近年、子宮頸がんの罹患者数が若年層で増加しており、その背景には性交年齢の早期化や性交相手の数が増えたことが関与しています。
性交渉によりHPV(ヒトパピローマウイルス)感染のリスクがあり、子宮頸がんの発症が低年齢化しているのが現状です。
このような背景から、日本では子宮頸がん検査が20歳から推奨されています。若いうちから定期的な検査を受けることで、早期発見と治療の機会を確保してください。
自身の健康を守るために、定期的な検査の重要性を理解しましょう。
2年に1回受けることが大切
異常がない場合でも、子宮頸がんの進行は緩やかであるため、2年に1回の定期検査が推奨されています。
これは前がん状態から進行がんになるまでに約2〜3年かかるといわれているためです。年に1回検査する場合と比べても予防効果はほとんど変わらないとされています。
がん検診は症状のない人でも異常を早期に発見できるので、忙しくても時間を作るようにしましょう。
編集部まとめ
現代では、国民の2人に1人ががんになるといわれています。
子宮頸がんは20歳から検診が推奨されるがんの1つで、年齢に関係なく誰もが注意を払う必要があります。
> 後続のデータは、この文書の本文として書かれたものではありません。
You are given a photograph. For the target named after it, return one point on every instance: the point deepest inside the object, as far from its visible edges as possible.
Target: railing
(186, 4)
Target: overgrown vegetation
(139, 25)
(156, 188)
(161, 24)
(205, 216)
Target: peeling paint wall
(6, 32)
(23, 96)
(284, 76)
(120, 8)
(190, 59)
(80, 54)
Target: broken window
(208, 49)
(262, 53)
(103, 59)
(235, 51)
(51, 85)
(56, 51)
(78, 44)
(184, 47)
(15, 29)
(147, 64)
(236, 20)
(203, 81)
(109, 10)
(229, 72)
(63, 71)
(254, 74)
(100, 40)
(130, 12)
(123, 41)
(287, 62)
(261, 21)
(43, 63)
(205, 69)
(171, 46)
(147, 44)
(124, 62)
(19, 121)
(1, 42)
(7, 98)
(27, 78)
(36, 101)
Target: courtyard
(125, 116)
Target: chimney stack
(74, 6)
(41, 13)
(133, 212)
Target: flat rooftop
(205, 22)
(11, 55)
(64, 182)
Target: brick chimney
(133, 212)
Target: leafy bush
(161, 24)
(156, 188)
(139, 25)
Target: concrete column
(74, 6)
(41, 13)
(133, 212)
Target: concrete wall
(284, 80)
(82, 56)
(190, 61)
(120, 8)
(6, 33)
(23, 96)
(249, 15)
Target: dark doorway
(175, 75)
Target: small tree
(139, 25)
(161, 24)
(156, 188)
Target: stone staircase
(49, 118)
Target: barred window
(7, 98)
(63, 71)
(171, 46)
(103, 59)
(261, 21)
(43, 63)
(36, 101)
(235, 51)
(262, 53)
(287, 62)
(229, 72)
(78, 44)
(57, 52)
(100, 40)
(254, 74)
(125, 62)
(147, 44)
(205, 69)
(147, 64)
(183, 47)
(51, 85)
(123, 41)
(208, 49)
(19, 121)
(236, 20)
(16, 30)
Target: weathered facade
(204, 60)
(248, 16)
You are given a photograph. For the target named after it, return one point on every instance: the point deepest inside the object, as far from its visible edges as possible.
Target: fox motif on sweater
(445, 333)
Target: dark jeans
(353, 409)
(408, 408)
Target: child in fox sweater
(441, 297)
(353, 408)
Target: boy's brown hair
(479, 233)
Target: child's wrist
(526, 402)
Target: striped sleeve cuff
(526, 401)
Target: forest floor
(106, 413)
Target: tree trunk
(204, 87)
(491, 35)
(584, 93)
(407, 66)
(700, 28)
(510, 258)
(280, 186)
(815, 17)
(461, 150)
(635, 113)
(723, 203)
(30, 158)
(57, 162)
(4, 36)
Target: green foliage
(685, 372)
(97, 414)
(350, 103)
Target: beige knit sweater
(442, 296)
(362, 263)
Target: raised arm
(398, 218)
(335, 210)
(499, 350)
しかし、早期発見が可能な病気です。忙しい毎日でも、2年に1回の検査に時間を割いて受診することを強くおすすめします。
検査費用は保険が使えるものもあるので、自身の大切な健康を守るために子宮頸がん検診を受けましょう。
予防と早期治療のために、自らの健康を守る一歩を踏み出してください。